LOS 3250 Learning in Organizations (4 Credits)
Accelerating change in society and in organizations challenges individuals and the organization as a whole to engage in a process of continuous learning. In this course, basic concepts of individual and organizational learning are explored both in terms of their intrinsic value to individuals and as the source of competitive advantage to the organization. How is learning conceived of and structured throughout organizations? How is the return on investment in learning evaluated? This course provides an overview of what organizations do for the training and development of employees, how they structure knowledge sharing, and how they institutionalize within the organization the knowledge of its members through effective knowledge management practices.
LOS 3300 Project Management (4 Credits)
Work in organizations, or in the collaboration among organizations is often structured as projects. Almost any individual in an organization can be called upon to participate in or lead a project. Projects have deliverables that must be met within an agreed-upon time frame and budget. In this course, students learn the basic concepts and processes of project management including how to establish standards of performance, allot time, calculate costs, develop work-break-down structures, and delineate critical pathways. Students also learn about software tools available to plan and track successful projects to completion. Work in organizations, or in the collaboration among organizations, is often structured as projects. Almost any individual in an organization can be called upon to participate in or lead a project. Projects have “deliverables” that must be met within an agreed-upon time frame and budget. In this course, students learn the basic concepts and processes of project management: how to establish standards of performance, allot time, calculate costs, develop work breakdown structures, delineate critical pathways, enlist people and resources, and motivate accomplishment.

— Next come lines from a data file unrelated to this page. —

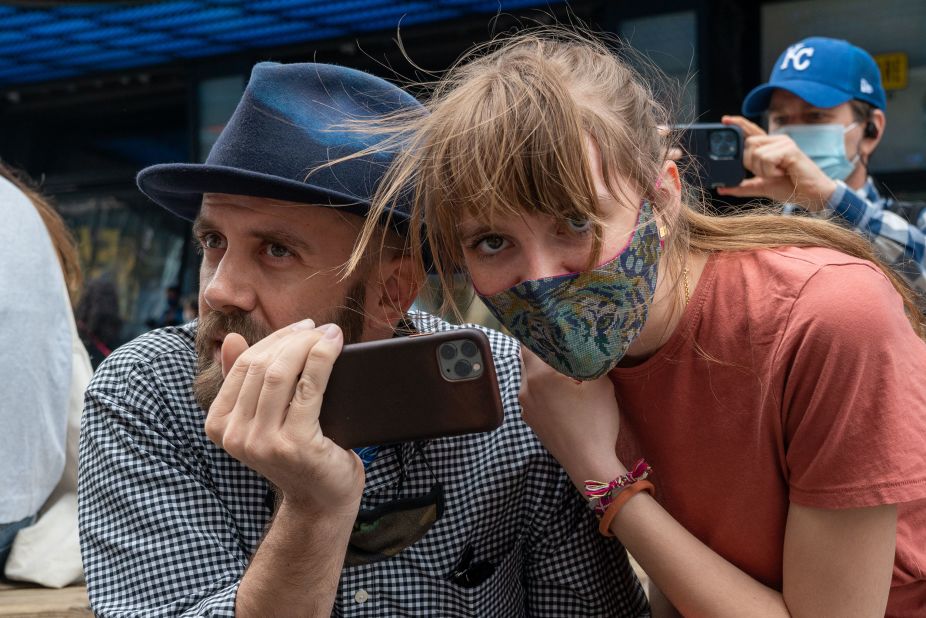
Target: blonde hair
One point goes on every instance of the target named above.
(505, 133)
(61, 238)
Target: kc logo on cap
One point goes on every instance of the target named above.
(823, 72)
(798, 56)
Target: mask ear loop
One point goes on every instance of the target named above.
(661, 229)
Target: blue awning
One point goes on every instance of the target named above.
(73, 40)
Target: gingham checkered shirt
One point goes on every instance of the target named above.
(168, 520)
(898, 236)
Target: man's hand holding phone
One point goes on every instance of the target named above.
(782, 172)
(266, 416)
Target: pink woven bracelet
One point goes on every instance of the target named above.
(600, 494)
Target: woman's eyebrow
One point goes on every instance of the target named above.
(470, 230)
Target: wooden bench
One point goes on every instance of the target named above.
(19, 599)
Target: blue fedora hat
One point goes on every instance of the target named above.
(292, 120)
(824, 72)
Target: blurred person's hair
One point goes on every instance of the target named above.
(61, 237)
(97, 313)
(504, 133)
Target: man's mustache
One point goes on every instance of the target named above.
(214, 325)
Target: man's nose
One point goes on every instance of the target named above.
(231, 287)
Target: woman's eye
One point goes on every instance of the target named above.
(579, 226)
(491, 244)
(278, 251)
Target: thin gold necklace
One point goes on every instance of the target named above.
(687, 291)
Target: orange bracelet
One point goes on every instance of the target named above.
(604, 526)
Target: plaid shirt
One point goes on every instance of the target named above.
(168, 520)
(898, 233)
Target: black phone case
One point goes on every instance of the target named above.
(393, 390)
(703, 169)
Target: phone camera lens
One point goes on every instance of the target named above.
(723, 143)
(463, 368)
(469, 349)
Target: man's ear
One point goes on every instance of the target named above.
(391, 289)
(670, 178)
(873, 132)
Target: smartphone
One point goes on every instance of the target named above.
(712, 154)
(409, 388)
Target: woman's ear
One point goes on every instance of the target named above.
(670, 177)
(669, 187)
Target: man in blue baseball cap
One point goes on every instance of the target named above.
(825, 108)
(206, 485)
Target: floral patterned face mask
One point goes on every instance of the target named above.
(581, 324)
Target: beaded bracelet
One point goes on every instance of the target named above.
(600, 494)
(604, 526)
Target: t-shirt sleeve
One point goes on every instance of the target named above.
(854, 397)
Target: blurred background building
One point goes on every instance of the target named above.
(92, 92)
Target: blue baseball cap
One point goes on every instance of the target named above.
(824, 72)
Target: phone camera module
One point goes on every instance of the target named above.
(469, 349)
(448, 351)
(463, 368)
(724, 143)
(460, 359)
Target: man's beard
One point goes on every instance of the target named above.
(214, 324)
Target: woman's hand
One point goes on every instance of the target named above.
(578, 422)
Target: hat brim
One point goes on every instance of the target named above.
(818, 95)
(179, 187)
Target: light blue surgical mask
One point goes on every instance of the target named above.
(825, 144)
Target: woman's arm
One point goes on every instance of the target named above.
(836, 562)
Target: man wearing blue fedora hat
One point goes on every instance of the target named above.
(249, 509)
(825, 105)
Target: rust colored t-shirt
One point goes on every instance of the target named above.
(793, 376)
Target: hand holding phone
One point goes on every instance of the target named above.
(412, 388)
(712, 154)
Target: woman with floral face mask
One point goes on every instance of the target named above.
(750, 360)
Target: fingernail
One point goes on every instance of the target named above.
(331, 331)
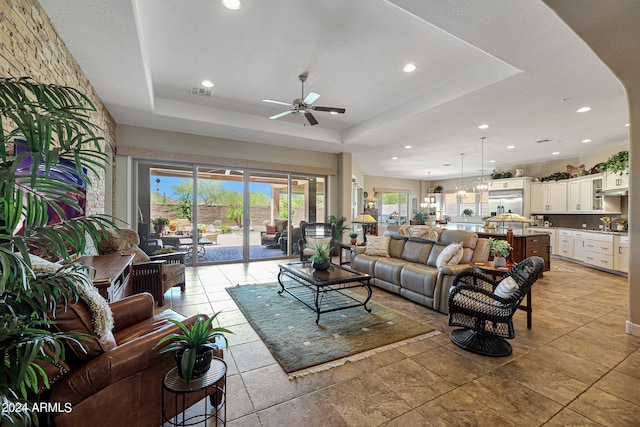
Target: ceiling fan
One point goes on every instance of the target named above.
(304, 105)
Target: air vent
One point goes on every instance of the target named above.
(198, 91)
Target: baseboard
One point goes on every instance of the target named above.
(633, 329)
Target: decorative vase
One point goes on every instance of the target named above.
(499, 261)
(321, 267)
(201, 366)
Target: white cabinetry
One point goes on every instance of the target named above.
(621, 253)
(553, 238)
(565, 243)
(507, 184)
(614, 181)
(584, 196)
(549, 197)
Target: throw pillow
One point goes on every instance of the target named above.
(378, 246)
(450, 255)
(101, 315)
(312, 242)
(506, 287)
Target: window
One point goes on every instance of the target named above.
(394, 208)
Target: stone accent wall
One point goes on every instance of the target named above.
(30, 47)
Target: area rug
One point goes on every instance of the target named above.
(289, 329)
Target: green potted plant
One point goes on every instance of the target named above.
(500, 250)
(617, 163)
(192, 348)
(354, 237)
(320, 260)
(340, 227)
(159, 224)
(47, 136)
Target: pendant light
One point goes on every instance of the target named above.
(461, 190)
(481, 185)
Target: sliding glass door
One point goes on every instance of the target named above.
(220, 214)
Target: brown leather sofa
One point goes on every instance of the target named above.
(121, 386)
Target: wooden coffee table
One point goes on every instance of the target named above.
(322, 291)
(487, 267)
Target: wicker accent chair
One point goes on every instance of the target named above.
(485, 317)
(155, 274)
(314, 233)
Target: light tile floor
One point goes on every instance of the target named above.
(576, 366)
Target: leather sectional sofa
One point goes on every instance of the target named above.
(411, 269)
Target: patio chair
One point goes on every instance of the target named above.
(315, 233)
(271, 237)
(486, 317)
(154, 274)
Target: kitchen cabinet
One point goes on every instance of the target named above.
(508, 184)
(614, 181)
(565, 243)
(621, 253)
(548, 197)
(584, 196)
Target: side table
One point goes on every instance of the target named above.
(211, 385)
(487, 267)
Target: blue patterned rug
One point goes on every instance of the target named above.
(288, 328)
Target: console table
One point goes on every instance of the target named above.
(112, 274)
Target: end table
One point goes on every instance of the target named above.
(211, 385)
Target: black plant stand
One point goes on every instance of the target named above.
(211, 385)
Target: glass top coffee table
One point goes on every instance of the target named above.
(323, 291)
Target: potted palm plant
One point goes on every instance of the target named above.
(192, 348)
(320, 260)
(47, 137)
(500, 251)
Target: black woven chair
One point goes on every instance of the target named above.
(486, 317)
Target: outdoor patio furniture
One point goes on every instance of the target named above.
(155, 274)
(271, 237)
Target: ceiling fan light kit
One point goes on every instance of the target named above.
(304, 105)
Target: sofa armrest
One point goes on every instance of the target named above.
(170, 258)
(453, 270)
(112, 366)
(131, 310)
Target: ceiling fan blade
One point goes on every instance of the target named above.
(330, 109)
(312, 120)
(277, 102)
(311, 98)
(284, 113)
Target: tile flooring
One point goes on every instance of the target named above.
(576, 366)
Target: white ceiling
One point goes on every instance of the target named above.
(510, 63)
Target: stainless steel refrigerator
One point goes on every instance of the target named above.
(505, 201)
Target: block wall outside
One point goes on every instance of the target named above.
(30, 47)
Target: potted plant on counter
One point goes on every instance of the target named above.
(500, 251)
(354, 237)
(193, 348)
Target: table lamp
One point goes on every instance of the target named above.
(510, 217)
(364, 219)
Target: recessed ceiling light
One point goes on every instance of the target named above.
(231, 4)
(409, 68)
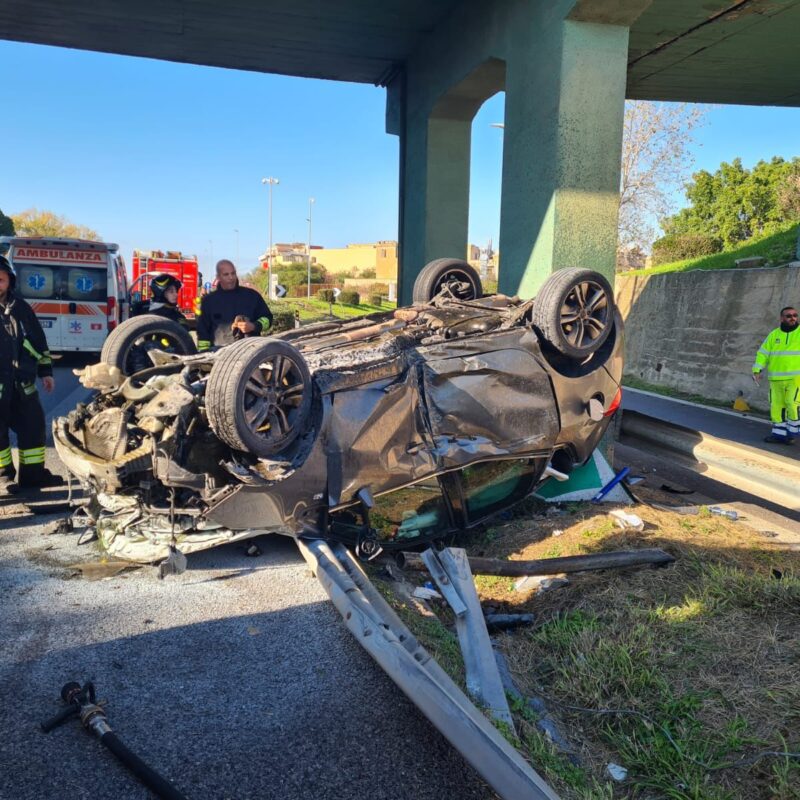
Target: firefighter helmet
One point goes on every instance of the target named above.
(160, 284)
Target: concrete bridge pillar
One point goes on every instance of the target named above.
(562, 64)
(561, 159)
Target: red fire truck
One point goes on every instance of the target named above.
(147, 265)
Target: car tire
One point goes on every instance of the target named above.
(127, 345)
(574, 312)
(242, 397)
(462, 279)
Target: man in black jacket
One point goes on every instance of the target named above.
(23, 357)
(230, 312)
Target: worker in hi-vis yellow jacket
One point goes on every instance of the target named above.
(780, 356)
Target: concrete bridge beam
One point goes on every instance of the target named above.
(564, 79)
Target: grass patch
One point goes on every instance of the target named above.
(671, 673)
(779, 248)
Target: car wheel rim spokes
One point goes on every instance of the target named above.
(584, 314)
(272, 396)
(459, 284)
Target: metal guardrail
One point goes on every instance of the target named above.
(773, 477)
(385, 637)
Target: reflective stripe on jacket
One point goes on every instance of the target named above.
(23, 346)
(780, 355)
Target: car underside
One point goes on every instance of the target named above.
(279, 434)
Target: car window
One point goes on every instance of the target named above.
(415, 512)
(37, 281)
(410, 513)
(87, 285)
(493, 485)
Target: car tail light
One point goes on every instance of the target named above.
(112, 313)
(615, 403)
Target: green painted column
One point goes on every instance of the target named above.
(561, 163)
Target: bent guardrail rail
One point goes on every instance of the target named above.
(385, 637)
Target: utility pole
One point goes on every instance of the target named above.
(270, 182)
(308, 248)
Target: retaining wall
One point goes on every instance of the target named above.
(698, 331)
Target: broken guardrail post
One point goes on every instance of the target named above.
(384, 636)
(554, 566)
(450, 570)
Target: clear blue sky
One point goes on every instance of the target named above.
(157, 155)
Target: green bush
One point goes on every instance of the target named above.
(679, 246)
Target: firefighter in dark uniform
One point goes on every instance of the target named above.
(23, 357)
(230, 312)
(164, 299)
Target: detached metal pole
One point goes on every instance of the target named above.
(553, 566)
(381, 633)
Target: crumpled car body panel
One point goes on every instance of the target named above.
(409, 401)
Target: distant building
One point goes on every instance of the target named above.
(355, 258)
(484, 259)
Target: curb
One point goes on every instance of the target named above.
(771, 476)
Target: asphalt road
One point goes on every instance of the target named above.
(236, 679)
(728, 425)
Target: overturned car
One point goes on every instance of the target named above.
(381, 432)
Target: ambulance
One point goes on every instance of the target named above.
(77, 288)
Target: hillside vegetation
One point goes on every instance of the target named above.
(778, 248)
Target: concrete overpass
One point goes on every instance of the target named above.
(566, 67)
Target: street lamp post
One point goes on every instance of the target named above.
(308, 249)
(270, 182)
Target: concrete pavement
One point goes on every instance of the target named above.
(236, 679)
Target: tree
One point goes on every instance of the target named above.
(33, 222)
(735, 203)
(6, 225)
(656, 160)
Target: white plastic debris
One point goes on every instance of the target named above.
(424, 593)
(539, 582)
(617, 772)
(626, 521)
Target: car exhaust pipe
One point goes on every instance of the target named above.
(81, 701)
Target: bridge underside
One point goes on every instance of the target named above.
(566, 67)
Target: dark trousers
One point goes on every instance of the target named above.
(22, 412)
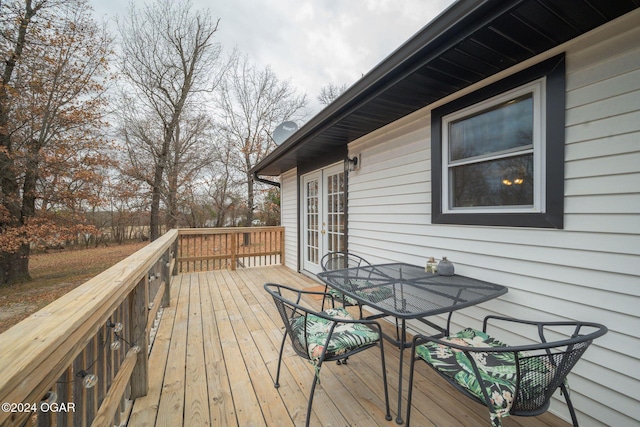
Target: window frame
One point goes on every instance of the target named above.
(548, 207)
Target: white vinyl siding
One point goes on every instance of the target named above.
(590, 270)
(289, 216)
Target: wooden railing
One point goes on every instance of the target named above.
(202, 249)
(81, 360)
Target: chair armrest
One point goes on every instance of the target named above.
(575, 330)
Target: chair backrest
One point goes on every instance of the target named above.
(339, 260)
(541, 372)
(287, 301)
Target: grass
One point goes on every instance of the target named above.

LOS 3325 Applied Project Management II (4 Credits)
This applied project management course is a continuation of concepts learned in LOS 3300 Project Management and focuses on project management strategies and tactics, including understanding data, tracking, and software used to manage projects. A project will be managed from conceptualization to evaluation, and will employ hands-on use of project management tools to execute projects related to their major. Students focus on real-world examples, best practices, and have the opportunity to develop, deploy, and evaluate project management tools and technologies. Prerequisite: LOS 3300.
LOS 3326 Applied Project Management II Lab (1 Credit)
Taken in conjunction with LOS 3325 Applied Project Management, this course provides students with hands-on use of project management tools to execute projects related to their major. Students focus on real-world examples, best practices, and have the opportunity to develop, deploy, and evaluate project management tools and technologies. Prerequisite: LOS 3300.